Teoloji & Doktrin

Tanrı’nın Sağlayışı Bizi Sorumluluktan Kurtarmaz

Kendilerini bu ölçülülüğe göre düzeltecek olan herkes geçmişteki sıkıntıları yüzünden Tanrı’ya söylenmeyecektir. Kendi kötülüklerinin suçunu O’na atmayacaklardır. Homeros’un Agamemnon’u böyle yapmıştı: “Neden ben değilim ama Zeus’la kader”[1]. Plautus’un yazdığı genç gibi, kaderleri onları sürüklemişçe umutsuzluk içinde kendilerini yıkıma atmayacaklardır: “Birçok şey istikrarsız, kader insanı kendi zevkine göre yönlendiriyor.
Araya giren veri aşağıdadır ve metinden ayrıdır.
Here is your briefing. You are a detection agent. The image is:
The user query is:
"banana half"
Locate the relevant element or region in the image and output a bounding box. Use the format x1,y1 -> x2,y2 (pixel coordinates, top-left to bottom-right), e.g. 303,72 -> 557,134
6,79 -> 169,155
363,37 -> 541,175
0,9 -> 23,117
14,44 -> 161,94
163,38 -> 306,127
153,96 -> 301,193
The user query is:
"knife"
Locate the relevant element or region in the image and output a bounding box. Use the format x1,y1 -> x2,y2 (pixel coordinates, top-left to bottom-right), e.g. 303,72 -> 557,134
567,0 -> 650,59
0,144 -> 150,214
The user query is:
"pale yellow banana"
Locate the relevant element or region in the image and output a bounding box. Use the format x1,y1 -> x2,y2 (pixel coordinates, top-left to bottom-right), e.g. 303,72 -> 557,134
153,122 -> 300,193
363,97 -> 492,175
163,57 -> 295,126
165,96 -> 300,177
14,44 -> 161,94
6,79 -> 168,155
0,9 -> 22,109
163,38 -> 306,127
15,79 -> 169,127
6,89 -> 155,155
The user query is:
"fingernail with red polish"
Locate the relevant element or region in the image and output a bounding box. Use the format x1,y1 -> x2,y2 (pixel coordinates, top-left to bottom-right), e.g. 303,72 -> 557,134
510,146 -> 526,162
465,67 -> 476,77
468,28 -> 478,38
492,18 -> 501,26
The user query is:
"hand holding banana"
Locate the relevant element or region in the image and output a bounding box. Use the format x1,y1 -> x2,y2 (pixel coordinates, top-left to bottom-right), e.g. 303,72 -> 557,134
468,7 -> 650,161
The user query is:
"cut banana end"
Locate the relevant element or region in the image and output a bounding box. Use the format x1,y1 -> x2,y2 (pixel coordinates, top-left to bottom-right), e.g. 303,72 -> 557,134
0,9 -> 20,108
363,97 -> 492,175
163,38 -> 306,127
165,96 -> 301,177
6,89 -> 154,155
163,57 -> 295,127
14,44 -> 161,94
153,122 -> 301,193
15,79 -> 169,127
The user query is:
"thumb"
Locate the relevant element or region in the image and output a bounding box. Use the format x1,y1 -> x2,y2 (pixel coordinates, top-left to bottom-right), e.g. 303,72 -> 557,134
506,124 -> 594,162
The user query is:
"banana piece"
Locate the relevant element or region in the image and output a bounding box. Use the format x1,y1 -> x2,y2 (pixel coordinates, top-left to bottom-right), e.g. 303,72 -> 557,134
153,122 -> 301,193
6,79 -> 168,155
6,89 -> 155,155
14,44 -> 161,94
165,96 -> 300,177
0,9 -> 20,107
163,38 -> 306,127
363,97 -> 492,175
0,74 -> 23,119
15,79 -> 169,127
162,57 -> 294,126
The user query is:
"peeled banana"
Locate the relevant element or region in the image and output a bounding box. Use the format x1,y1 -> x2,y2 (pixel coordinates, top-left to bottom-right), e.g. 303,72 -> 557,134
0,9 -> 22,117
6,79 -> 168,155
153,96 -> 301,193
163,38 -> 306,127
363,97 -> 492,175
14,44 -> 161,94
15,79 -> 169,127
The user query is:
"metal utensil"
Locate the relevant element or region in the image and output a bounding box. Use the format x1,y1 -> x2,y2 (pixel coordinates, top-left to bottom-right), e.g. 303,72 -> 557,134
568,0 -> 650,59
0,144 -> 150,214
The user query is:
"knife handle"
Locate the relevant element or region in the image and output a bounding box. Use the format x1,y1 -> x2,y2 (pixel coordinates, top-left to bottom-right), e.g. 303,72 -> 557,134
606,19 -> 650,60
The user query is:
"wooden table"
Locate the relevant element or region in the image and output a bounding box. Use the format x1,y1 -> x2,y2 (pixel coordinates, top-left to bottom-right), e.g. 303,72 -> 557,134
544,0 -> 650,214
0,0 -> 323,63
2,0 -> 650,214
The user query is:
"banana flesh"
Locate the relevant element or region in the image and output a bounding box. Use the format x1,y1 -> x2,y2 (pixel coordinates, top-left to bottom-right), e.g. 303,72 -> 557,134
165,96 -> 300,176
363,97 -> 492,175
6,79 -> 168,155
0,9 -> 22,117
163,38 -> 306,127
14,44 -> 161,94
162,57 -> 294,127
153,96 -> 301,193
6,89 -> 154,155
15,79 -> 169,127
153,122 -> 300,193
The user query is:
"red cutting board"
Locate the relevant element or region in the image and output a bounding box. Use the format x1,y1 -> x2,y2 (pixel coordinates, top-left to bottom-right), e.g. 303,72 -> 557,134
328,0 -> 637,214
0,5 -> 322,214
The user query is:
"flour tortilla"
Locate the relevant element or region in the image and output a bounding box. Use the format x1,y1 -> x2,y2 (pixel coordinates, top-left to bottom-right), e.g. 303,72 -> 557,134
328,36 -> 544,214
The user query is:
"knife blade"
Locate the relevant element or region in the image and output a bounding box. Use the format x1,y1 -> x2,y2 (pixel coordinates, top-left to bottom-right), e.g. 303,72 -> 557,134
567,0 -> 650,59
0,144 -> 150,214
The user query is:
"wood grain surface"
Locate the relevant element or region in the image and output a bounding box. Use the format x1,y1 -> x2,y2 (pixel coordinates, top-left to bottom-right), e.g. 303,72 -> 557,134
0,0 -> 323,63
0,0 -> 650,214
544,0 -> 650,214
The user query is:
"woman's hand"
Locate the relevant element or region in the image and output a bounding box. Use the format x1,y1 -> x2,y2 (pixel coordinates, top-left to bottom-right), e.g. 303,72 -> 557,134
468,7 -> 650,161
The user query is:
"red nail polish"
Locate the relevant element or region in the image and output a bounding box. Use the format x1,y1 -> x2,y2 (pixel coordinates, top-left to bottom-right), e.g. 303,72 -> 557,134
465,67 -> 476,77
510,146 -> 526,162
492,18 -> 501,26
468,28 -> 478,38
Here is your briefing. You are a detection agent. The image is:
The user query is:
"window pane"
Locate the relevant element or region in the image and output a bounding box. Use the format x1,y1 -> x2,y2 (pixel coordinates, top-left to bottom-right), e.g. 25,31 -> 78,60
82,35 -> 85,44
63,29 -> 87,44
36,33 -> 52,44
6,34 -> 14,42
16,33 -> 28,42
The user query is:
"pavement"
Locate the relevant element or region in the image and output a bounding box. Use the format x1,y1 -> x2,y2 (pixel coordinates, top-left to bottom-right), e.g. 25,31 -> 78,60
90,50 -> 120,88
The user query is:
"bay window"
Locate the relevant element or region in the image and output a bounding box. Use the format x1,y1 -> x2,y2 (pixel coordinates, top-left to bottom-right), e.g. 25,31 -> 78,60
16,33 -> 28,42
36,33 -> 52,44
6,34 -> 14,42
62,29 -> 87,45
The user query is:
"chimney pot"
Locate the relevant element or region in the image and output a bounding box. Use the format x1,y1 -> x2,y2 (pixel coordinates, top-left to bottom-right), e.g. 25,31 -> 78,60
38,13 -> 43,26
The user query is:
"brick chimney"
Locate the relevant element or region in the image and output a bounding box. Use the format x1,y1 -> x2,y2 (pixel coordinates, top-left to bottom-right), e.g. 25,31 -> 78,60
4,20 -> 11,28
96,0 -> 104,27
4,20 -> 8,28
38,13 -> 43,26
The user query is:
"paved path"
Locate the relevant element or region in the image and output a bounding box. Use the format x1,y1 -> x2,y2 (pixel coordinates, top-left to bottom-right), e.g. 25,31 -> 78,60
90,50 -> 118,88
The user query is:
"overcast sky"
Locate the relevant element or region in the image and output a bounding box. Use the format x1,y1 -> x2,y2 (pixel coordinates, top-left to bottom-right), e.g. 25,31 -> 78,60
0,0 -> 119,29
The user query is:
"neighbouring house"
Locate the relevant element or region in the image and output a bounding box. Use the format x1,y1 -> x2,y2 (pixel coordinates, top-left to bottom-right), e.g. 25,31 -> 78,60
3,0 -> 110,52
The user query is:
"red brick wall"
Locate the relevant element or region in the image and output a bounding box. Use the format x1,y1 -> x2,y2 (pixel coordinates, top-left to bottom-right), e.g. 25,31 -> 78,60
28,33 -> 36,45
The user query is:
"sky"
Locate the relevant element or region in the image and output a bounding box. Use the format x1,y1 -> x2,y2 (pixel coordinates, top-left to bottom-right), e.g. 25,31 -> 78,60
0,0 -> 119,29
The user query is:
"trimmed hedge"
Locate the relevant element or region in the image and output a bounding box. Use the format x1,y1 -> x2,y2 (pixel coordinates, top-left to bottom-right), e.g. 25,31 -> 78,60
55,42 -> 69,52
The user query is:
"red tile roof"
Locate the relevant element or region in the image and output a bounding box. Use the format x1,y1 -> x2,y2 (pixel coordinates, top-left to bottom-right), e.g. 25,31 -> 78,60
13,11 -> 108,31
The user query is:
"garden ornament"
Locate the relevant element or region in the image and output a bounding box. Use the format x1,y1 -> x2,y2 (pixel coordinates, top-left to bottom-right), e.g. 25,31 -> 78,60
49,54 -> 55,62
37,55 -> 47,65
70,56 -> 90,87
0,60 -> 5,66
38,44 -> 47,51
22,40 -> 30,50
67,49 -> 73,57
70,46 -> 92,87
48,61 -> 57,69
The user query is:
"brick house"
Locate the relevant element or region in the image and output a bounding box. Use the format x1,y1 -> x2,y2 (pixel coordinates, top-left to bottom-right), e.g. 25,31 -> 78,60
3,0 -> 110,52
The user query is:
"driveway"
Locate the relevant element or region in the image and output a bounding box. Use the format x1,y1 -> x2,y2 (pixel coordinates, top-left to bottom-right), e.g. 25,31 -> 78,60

Malımı mülkümü ve yaşamımı kaybedeyim diye kendimi uçurumdan atacağım.” Onlar başkalarını örnek almayacaklar ve yaptıkları kötü işleri “Tanrı” adıyla örtmeyeceklerdir. Başka bir komedide Lykonides, “Tanrı kışkırtıyor; Bunu tanrıların istediğine inanıyorum. Bunu istemeselerdi, böyle olmazdı, biliyorum” demektedir[2]. Ama tam tersine onlar, Tanrı’yı neyin hoşnut ettiğini Kutsal Kitap’ı inceleyip öğrensinler, böylece Ruh’un rehberliğinde Tanrı’yı hoşnut eden şey için gayret göstersinler. Aynı zamanda da, Tanrı’nın çağırdığı her yere gitmeye hazır olarak, bu öğretişi bilmekten daha yararlı hiçbir şey olmadığı gerçeğini göstereceklerdir.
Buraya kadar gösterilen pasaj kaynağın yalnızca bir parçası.